История Консульства и Империи. Книга I. Консульство (Тьер) - страница 2

И вот придумали Директорию.

Этот новый опыт продолжался четыре года и был произведен добросовестно, людьми по большей части честными и благонамеренными. Несмотря на это, новоявленная республика скоро превратилась в самый нестройный хаос. Меньше жестокости, но гораздо более безначалия — таков был характер нового правления. Обвиненным не рубили головы, но ссылали в заточение; никого не принуждали под страхом казни принимать ассигнации вместо наличных, но никому и не платили.

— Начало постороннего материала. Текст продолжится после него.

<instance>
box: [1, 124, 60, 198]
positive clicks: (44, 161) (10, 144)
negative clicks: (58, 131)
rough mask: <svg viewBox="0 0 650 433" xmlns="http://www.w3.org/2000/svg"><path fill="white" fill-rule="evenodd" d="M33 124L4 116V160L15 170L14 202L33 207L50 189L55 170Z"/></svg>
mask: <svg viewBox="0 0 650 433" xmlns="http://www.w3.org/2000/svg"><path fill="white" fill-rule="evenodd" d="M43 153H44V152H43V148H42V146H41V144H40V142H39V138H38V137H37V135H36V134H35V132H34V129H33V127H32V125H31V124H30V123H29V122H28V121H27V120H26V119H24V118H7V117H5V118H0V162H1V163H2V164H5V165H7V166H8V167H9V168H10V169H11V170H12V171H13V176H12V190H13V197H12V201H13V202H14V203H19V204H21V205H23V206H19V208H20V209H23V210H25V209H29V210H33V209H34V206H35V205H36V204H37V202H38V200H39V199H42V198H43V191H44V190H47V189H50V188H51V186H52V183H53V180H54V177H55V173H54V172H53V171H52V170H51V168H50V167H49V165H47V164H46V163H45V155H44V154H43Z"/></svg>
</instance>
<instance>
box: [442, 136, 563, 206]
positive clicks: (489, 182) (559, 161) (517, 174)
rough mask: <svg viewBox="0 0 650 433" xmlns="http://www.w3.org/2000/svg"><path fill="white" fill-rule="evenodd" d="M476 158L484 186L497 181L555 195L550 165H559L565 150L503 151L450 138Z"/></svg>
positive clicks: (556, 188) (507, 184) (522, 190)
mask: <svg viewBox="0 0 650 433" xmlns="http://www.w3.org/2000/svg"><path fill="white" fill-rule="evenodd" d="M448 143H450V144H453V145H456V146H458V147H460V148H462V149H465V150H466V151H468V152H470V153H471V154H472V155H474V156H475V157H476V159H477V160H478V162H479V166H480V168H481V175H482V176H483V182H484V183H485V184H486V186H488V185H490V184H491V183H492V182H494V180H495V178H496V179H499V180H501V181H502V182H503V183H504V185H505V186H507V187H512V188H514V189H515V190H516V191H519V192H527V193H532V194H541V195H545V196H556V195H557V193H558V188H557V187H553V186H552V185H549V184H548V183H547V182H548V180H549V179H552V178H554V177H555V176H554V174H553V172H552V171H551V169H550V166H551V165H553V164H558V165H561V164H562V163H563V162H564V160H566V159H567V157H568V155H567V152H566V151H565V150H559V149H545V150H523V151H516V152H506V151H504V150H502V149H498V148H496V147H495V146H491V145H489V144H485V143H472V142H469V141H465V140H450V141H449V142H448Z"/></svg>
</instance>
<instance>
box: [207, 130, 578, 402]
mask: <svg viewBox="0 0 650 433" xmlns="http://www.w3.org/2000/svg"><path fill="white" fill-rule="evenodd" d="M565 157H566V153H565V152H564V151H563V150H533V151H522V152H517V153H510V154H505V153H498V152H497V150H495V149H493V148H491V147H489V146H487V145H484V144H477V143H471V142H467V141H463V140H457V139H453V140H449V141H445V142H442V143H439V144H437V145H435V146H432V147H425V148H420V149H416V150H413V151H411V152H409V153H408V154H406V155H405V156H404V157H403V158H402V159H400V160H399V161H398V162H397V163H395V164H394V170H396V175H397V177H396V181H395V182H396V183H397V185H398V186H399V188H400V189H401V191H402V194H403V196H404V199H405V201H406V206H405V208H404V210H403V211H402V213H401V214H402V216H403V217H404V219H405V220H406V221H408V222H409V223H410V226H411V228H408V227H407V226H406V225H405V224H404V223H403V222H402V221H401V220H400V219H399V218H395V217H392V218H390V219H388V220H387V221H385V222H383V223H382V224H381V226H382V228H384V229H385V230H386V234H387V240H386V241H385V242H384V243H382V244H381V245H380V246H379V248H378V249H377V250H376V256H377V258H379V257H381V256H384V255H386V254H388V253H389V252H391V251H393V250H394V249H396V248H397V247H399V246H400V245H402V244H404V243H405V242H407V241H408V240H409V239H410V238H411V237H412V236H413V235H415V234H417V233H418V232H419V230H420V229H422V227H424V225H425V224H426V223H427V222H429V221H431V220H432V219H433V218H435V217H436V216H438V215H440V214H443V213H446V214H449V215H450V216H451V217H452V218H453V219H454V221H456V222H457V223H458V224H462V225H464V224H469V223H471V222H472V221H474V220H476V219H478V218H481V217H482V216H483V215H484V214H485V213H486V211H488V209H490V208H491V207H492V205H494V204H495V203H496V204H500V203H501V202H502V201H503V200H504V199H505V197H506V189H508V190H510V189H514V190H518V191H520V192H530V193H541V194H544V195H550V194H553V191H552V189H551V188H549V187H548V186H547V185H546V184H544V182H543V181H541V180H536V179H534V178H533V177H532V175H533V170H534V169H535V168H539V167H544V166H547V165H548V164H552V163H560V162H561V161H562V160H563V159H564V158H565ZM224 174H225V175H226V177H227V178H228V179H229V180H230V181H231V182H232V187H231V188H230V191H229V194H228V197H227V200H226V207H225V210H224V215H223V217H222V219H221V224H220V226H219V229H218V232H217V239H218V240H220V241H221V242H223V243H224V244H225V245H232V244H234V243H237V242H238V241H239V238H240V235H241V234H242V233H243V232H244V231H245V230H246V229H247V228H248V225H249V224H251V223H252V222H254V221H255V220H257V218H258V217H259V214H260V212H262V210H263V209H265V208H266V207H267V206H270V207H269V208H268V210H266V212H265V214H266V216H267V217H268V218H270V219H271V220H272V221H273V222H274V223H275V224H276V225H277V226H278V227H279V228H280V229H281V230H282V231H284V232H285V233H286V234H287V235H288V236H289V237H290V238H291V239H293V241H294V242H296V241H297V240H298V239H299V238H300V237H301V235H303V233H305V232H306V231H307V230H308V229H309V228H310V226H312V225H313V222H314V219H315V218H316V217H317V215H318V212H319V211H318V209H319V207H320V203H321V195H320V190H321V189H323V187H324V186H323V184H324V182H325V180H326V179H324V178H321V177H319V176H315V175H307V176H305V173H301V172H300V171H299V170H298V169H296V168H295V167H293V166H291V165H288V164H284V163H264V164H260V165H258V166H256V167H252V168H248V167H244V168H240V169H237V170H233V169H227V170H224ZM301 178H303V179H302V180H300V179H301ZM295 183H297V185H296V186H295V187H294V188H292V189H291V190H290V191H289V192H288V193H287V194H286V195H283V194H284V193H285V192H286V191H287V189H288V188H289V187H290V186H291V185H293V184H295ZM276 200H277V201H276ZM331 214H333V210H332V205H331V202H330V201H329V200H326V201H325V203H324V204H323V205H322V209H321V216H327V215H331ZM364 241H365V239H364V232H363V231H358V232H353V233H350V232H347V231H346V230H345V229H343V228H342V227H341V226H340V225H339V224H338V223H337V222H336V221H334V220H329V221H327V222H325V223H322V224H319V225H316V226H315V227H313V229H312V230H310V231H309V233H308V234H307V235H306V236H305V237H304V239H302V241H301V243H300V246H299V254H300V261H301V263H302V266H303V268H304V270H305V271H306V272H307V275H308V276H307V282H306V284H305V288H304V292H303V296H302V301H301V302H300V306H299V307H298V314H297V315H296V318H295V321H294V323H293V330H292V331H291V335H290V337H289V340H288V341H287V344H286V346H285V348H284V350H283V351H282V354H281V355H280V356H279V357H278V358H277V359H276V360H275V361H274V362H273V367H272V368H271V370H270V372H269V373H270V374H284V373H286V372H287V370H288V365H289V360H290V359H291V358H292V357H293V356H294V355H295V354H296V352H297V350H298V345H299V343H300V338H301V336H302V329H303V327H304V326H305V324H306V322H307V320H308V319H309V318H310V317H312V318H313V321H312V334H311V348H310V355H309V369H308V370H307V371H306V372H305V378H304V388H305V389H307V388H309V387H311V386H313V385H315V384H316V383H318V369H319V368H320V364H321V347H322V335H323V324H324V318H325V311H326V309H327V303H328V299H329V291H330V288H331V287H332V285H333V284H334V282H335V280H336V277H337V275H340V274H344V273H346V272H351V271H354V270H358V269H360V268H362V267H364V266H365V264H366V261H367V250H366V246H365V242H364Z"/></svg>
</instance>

Удивительно ли после этого, что Франция стремглав бросилась в объятия юного полководца, завоевателя Италии и Египта, чуждого всех партий, показавшего к ним

презрение, одаренного удивительной силой воли? Он обнаруживал равную способность к делам гражданским и военным, в нем уже можно было предугадать честолюбие, не только не пугавшее умы, но даже принятое как надежда.

Молодой Бонапарт, счастливый и победоносный, избежав опасностей и смерти как на море, так и в пылу сражений, возвратился из Египта во Францию почти чудесным образом, и при первом его появлении Директория пала. Все партии бросились к нему, прося порядка, победы, мира.

Но опасно было раздражать умы внезапной переменой, и, чтобы подчинить утомленную Францию самостоятельной власти, надлежало сначала провести ее через правление переходное, полное славы, благотворной силы и притом полуреспубликанское.

Одним словом, прежде чем достигнуть Империи, нужно было миновать Консульство.

Я начинаю свой рассказ с 18-го брюмера VIII года (9 ноября 1799 года)>1.

Когда закон 19-го брюмера, устанавливающий временное Консульство, был обнародован, три консула (Бонапарт, Сийес и Дюко) переехали из Сен-Клу в Париж. Сийес и Дюко, бывшие членами Директории, уже имели помещения в Люксембургском дворце, а генерал Бонапарт, оставив свой маленький дом на улице Победы, переехал во дворец вместе с женой, усыновленными детьми и адъютантами. Сблизившись со своими двумя товарищами, среди развалин прежнего правительства он начал заниматься делами — с присущим ему точным и быстрым умом и той необыкновенной стремительностью, которой отличались его действия в военное время.

Сийес готов был употребить все средства, чтобы уничтожить предыдущее правление, глубоко им презираемое. Это был второй человек в Республике, творец лучших и самых великих постановлений. И теперь, когда война предназначила первое место военному гению, Сийес, никогда не носивший шпаги, встал рядом с генералом Бонапартом: такова сила ума и таланта.

Но как только пришлось заняться делами, выяснилось, что Сийес, угрюмый и настойчивый в своих мнениях, приходящий в раздражение от малейшего противоречия, не может долго выдерживать соперничества со своим молодым товарищем, который был способен работать день и ночь, которого не смущало никакое противодействие, который был резок, но не угрюм, умел обворожить людей, когда хотел, а когда не находил нужным — покорял их своей воле силой.